In California, land revenue increased $4 million, while gross margin decreased $3 million primarily due to 68 additional single-family lot closings, so slightly lower average lot selling prices.

Our Central and Eastern U.S. land revenue and gross margin decreased primarily due to lower single-family lot closings due to a bulk sale in Phoenix in 2018 with no comparable sale in the current year.

Moving to our balance sheet, as of December 31, 2019, our assets totaled $5.6 billion. Our land and housing inventory and investments in land and unconsolidated entities are our most significant assets with a combined book value of $3.4 billion or approximately 61% of our total assets.

Land and housing assets increased when compared to December 31, 2018, due to land acquisitions of $400 million and land development home construction activity, partially offset by sales activity. Our investments in land and housing unconsolidated entities increased as a result of continued development of land and construction of our inventory within our joint ventures.
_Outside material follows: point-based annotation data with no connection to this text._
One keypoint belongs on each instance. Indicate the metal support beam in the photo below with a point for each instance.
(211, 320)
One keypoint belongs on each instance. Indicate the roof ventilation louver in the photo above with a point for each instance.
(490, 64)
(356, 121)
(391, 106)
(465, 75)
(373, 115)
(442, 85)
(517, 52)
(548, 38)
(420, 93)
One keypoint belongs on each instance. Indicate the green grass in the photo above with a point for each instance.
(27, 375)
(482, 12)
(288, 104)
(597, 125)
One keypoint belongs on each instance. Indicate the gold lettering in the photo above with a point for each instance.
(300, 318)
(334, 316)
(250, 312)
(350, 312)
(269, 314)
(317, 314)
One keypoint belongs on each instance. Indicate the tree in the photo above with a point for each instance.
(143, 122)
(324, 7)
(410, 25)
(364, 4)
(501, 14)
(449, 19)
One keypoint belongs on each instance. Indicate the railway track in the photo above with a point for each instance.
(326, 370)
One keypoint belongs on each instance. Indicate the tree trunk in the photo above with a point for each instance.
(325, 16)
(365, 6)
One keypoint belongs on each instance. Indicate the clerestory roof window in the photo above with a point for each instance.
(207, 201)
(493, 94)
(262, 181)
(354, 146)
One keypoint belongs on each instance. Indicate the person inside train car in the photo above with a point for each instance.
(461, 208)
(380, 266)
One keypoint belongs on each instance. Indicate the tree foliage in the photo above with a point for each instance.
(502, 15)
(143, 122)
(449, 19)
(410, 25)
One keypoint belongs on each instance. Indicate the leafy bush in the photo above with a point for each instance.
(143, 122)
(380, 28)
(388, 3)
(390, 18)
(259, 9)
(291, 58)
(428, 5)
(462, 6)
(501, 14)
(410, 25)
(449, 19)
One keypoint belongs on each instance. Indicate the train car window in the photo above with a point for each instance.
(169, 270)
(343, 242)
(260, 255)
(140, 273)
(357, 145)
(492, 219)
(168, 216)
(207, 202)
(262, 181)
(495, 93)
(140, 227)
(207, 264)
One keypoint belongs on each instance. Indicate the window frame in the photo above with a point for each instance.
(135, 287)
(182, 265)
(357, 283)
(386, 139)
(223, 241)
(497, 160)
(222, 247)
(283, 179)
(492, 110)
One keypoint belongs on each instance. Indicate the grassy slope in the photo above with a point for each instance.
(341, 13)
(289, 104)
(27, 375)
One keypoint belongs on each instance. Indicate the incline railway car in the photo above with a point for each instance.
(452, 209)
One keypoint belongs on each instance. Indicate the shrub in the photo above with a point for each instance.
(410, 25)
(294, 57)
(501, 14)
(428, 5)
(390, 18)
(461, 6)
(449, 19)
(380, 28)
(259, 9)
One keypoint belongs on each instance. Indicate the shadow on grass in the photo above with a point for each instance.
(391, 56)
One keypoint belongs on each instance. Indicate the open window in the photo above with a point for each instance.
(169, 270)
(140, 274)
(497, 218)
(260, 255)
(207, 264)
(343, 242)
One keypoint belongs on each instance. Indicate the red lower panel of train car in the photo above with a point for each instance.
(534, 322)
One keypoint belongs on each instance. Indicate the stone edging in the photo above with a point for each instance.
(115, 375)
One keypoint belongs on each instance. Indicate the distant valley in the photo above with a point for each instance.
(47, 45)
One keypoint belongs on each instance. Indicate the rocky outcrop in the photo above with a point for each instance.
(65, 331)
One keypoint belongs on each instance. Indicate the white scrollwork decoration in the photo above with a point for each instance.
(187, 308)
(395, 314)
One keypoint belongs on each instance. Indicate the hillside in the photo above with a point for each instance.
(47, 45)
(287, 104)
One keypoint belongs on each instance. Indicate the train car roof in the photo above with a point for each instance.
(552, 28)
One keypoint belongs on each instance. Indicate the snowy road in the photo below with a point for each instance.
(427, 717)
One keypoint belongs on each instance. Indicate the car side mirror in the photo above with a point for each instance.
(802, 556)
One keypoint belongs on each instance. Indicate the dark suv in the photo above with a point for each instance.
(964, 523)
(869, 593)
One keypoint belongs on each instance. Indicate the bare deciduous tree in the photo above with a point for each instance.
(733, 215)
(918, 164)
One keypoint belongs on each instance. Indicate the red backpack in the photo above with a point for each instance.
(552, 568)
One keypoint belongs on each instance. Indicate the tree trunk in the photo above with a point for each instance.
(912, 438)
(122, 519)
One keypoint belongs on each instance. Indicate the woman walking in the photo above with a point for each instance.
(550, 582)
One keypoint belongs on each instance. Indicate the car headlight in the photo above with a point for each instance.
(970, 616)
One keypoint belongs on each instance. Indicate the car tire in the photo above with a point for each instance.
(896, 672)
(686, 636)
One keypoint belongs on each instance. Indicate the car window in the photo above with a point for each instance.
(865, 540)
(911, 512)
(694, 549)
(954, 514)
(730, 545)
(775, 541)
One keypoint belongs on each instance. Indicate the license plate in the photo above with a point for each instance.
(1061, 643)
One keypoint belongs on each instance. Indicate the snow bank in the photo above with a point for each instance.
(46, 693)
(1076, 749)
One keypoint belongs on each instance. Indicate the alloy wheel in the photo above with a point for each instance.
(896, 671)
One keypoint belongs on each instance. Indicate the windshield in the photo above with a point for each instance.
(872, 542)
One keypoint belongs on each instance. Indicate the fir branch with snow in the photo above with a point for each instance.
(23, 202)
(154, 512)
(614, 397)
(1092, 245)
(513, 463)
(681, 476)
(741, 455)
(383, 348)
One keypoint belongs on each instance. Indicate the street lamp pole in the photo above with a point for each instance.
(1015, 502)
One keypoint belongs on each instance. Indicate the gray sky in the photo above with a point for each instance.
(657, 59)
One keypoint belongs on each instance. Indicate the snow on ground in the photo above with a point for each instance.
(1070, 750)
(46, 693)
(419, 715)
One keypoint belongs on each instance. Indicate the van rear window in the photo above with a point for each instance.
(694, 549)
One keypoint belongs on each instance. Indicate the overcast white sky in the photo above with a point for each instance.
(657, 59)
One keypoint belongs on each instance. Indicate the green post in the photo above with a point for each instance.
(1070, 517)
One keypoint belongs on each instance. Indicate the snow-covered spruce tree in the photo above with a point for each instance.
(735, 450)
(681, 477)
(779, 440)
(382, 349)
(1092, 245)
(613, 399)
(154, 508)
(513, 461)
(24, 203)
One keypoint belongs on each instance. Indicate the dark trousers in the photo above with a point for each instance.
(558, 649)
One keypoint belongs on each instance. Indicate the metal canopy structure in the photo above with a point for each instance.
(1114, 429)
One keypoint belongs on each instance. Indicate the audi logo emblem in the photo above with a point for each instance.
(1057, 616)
We continue to execute on our capital plan in 2019 with the issuance of $600 million unsecured senior notes with an interest rate of 6.25% due in 2027. And subsequent to the end of the year, we issued $500 million unsecured senior notes with an interest rate of 4.875% due in 2030. The proceeds from both of these offerings, together with cash on hand, were used to fund the redemption of our senior unsecured notes due in 2020 and 2022. The successful completion of both offerings allows the company to maintain existing debt levels, reduce annual interest costs as well as favorably extend our debt maturity profile, with our unsecured notes now maturing in 2023, 2025, 2027 and 2030.

The liquidity available at December 31, 2019, include $110 million of cash and $610 million available on our North American unsecured revolving credit facility.

At December 31, 2019, we had no borrowings outstanding on our North American credit facility. Our net debt to total capitalization ratio at December 30, 2019, was 36% compared to 44% at December 31, 2018.

That wraps up our formal remarks relating to our results. Thank you for joining us on the conference call. I'll now turn it back to the operator who will moderate questions.


Operator [5]


(Operator Instructions) There appear to be no questions at this time. I would like to turn the conference back over to Mr. Alan Norris for any closing remarks.


Alan Norris, Brookfield Residential Properties Inc. - Chairman & CEO [6]


Thank you very much, operator. I appreciate everybody attending the call again today, and look forward to chatting with you after our Q1 results, sometime April, early May. Thank you very much, indeed.


Operator [7]


This concludes today's conference call. You may disconnect your lines. Thank you for participating, and have a pleasant day.